Para efeito de registro histórico, vale registrar que a primeira a usar acanhaque que vi na vida foi o cantor Luiz Vieira, autor de “Menino Passarinho”, entre outros sucessos do nosso cancioneiro, isso lá em fins dos anos 50.

Continuemos, pois.

Acabei por me habituar a ver meu rosto ornado por um cavanhaque aparado em máquino um e frisado cuidadosa e artisticamente pela navalha do amigo Abílio.

Assim fiquei por anos e anos a fios.

Mudei de emprego, cheguei aos cinquenta e deixei de frequentar assiduamente o bairro do Ipiranga.

Em outras palavras, diquei distante do auxílio do luxuoso do Abílio para manter, nos rigores da estética, minha barbicha aprumada.

O resultado não poderia ser pior.

Caí na vida.

Quer dizer, passei de mão em mão de profissionais vários, uns mais, outros menos competentes. E digamos: perigosos.

XI.

Vocês riem, incautos leitores que ainda persistem em aqui me acompanhar, porque não imaginam a aventura que é ficar ali deitado, sob um avental de origem suspeita, com um cidadão desconhecido ao seu lado com uma lâmina na mão.

Pequenos talhos no rosto foram vários.

A cada semana, o cavanhaque ganhava formas – por vezes tortuosas – e densidade a bel prazer do autor da façanha.

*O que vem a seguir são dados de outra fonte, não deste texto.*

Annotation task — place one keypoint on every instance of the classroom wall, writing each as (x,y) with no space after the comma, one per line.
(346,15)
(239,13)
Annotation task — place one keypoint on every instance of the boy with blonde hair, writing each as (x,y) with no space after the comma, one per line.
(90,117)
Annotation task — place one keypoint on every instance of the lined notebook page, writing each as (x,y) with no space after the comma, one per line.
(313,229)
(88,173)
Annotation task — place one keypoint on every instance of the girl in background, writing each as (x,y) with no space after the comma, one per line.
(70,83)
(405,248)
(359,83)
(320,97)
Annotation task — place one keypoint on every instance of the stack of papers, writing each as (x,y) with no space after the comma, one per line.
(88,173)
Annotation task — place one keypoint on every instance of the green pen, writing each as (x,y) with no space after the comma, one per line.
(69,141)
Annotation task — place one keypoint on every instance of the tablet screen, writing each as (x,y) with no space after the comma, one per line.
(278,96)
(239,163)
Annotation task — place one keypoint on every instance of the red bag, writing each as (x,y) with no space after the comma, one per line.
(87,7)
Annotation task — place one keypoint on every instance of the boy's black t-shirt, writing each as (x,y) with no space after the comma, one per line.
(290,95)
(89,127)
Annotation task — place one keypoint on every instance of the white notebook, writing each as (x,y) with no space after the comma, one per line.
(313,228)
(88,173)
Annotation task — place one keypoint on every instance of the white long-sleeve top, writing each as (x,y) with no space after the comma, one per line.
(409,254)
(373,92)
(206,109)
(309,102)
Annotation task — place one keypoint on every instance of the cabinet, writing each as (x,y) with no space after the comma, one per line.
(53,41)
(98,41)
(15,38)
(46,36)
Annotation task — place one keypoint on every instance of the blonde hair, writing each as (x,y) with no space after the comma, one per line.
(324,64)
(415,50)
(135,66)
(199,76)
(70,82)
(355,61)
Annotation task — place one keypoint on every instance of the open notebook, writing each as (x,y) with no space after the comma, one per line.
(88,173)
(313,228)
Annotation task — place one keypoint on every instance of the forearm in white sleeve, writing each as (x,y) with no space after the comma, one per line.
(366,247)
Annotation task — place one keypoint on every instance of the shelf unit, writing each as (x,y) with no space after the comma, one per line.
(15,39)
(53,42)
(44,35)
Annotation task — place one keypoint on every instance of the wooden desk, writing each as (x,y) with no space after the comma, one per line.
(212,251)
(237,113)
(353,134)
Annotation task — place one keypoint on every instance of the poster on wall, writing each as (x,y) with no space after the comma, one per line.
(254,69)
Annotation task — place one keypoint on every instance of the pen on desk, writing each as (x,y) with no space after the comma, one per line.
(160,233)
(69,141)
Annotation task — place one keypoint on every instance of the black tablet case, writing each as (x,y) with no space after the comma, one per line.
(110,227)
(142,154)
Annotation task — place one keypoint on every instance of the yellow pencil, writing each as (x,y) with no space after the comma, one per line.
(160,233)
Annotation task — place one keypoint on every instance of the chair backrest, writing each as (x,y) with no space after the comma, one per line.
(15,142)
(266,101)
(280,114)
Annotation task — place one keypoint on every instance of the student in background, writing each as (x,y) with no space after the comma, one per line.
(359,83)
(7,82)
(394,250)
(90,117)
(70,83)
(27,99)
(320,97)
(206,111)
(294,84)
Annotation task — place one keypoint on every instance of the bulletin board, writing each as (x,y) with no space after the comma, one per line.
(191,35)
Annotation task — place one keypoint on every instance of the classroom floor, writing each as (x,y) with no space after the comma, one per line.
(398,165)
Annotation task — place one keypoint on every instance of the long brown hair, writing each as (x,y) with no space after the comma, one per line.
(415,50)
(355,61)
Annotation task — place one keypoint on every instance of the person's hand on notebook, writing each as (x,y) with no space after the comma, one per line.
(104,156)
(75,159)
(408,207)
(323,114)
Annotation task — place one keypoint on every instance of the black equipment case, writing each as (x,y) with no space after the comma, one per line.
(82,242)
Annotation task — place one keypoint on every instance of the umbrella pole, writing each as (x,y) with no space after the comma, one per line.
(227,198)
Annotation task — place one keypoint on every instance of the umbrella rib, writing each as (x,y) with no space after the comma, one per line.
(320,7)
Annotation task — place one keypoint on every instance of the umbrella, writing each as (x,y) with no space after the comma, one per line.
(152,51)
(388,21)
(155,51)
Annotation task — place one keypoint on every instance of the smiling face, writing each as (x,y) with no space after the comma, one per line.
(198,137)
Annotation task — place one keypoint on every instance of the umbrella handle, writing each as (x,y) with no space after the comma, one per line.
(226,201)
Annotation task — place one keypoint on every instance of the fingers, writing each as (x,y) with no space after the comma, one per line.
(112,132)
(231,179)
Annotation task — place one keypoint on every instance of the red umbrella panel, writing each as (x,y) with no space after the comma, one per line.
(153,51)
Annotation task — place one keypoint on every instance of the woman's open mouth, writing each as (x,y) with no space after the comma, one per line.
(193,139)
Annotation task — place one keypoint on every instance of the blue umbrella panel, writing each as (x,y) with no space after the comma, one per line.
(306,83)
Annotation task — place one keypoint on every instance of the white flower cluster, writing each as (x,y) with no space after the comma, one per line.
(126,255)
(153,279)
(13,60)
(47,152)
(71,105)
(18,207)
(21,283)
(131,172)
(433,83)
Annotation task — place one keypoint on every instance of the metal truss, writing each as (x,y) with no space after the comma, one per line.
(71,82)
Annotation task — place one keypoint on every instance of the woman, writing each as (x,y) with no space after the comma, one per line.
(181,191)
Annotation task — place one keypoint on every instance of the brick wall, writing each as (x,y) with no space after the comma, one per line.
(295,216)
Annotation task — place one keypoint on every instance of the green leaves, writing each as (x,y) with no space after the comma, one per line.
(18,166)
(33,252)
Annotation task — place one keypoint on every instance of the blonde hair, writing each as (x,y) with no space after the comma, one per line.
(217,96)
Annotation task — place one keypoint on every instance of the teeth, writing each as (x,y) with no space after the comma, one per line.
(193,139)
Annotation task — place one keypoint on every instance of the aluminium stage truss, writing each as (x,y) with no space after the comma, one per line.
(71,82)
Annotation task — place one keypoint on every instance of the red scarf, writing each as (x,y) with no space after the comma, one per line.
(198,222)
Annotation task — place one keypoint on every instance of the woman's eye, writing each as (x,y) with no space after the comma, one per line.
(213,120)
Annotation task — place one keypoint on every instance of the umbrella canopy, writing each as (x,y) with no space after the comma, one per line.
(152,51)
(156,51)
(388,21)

E não adiantava falar, pedir, implorar para que era só uma aparadinha – e pronto.

Nos salões mais modernos, habituados aos tais metrossexuais, era comum ser “assediado” para fazer uma depilação geral – tirar os pelos do nariz, dos ouvidos, acertar as sobrancelhas…

Eu, hein!

Encerrava o papo numa só tacada:

– Só quero acertar o cavanhaque, pode ser?

XII.

Certa ocasião, manhã de sábado, lembro bem, o Vieira, um dos profissionais da tesoura mais confiáveis, simplesmente atropelou com máquina zero o meu cavanhaque. Eu e ele ficamos arrasados com “o acidente de trabalho”. Depois, ele não quis cobrar – mas eu paguei – e me confessou.

Estava devastado.

A doce Nanda, sua mulher, o abandonara.

Tudo bem.

Vida que segue.

O drama dele era bem maior que o meu.

Semana seguinte, eu já exibia uma barbinha à moda do Jeca Tatu.

Mas, a “namorilda” dele estava com jeito de que se escafedera de vez.